鳴り物入りでセレッソ大阪に入団したフォルラン。その挑戦は世界で注目を集めた。 (C) Getty Images

「こんばんは。日本の皆さま、はじめまして。ディエゴ・フォルランです。セレッソ大阪で頑張りますので、どうぞよろしくお願いします」

 ウルグアイが生んだ屈指のスターは、セレッソ大阪への入団会見でいきなり日本語による自己紹介を始め、見ていた者を驚かせた。

 感謝と日本の印象、新天地での抱負に至るまで、日本語を話せない外国人にとっては難しく長いスピーチを完璧にこなしてから「オオキニ」で締め括り、照れ臭そうな笑顔を見せた。あれだけの文章を暗記して人前で語ることは容易ではない。あの時、フォルランが非常に謙虚で、人一倍努力家であることに、誰もが気づいただろう。

 その人柄は、それから1年半後の退団セレモニーでもにじみ出ていた。

 本拠地キンチョウスタジアムのピッチをゆっくりと歩きながら、サポーターの一人ひとりと別れを惜しむかのように手を振り続け、スタンドから送られるコールとチャントをフォルランはじっくり聴き入っていた。

 そんな彼のセレッソサポーターへの想いは強く、のちにUAE紙『The National』に連載されたコラムの中でも、「空港に見送りに来てくれた人たちも歌ってくれた。あんな体験は初めてだった」と綴っている。
 
 セレッソ大阪を退団した1か月後の2015年7月、フォルランは父パブロの古巣であり、幼少期から大ファンだった名門ペニャロールに入団した。母国の1部リーグでプレーすることをずっと夢に抱いていたからだ。

 フォルランがウルグアイで暮らすのは18年ぶりのことで、国民的英雄の帰還に国中が注目した。もちろんそこには、強度の激しいウルグアイのトップリーグで、36歳のベテランがフィジカル的にどこまで耐えられるのかという懐疑的な見方や、「個人の欲を満たすためだけに来た高給取りは必要ない」という意地の悪い声がなかったわけではない。

 だが、元ウルグアイ代表FWは、大幅な減俸も当然のように受け入れ、ペニャロールでのデビュー戦となったテストマッチで早速2ゴールをマークし、周囲の"疑念"を一掃。クラブが期待していたとおりピッチ内外でチームを支えるリーダーとなり、2015年シーズンの前期優勝の立役者となったのである。

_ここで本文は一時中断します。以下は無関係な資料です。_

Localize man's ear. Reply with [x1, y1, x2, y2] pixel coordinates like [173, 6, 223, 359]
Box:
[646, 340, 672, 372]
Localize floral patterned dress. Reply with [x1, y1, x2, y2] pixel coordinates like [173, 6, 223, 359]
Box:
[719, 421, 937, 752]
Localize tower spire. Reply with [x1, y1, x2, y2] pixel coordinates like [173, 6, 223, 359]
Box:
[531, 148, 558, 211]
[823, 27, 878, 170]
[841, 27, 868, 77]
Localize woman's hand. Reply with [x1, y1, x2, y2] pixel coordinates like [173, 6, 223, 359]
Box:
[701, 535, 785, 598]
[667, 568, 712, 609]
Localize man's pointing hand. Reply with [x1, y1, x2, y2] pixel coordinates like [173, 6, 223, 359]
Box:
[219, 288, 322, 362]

 さらに2016年6月にペニャロールはシーズン優勝決定戦で勝利を収め、年間チャンピオンとなり、フォルランは1年間に2つのタイトルを獲得。個人では、34試合で8ゴールという成績に終わったが、生え抜きの若手選手たちの模範となり、日々の練習の中で多くの教えを残した。ワールドカップMVP(2010年の南アフリカ大会)の肩書を持つスターが、最愛のクラブにもたらした恩恵は、間違いなく数字以上のものだった。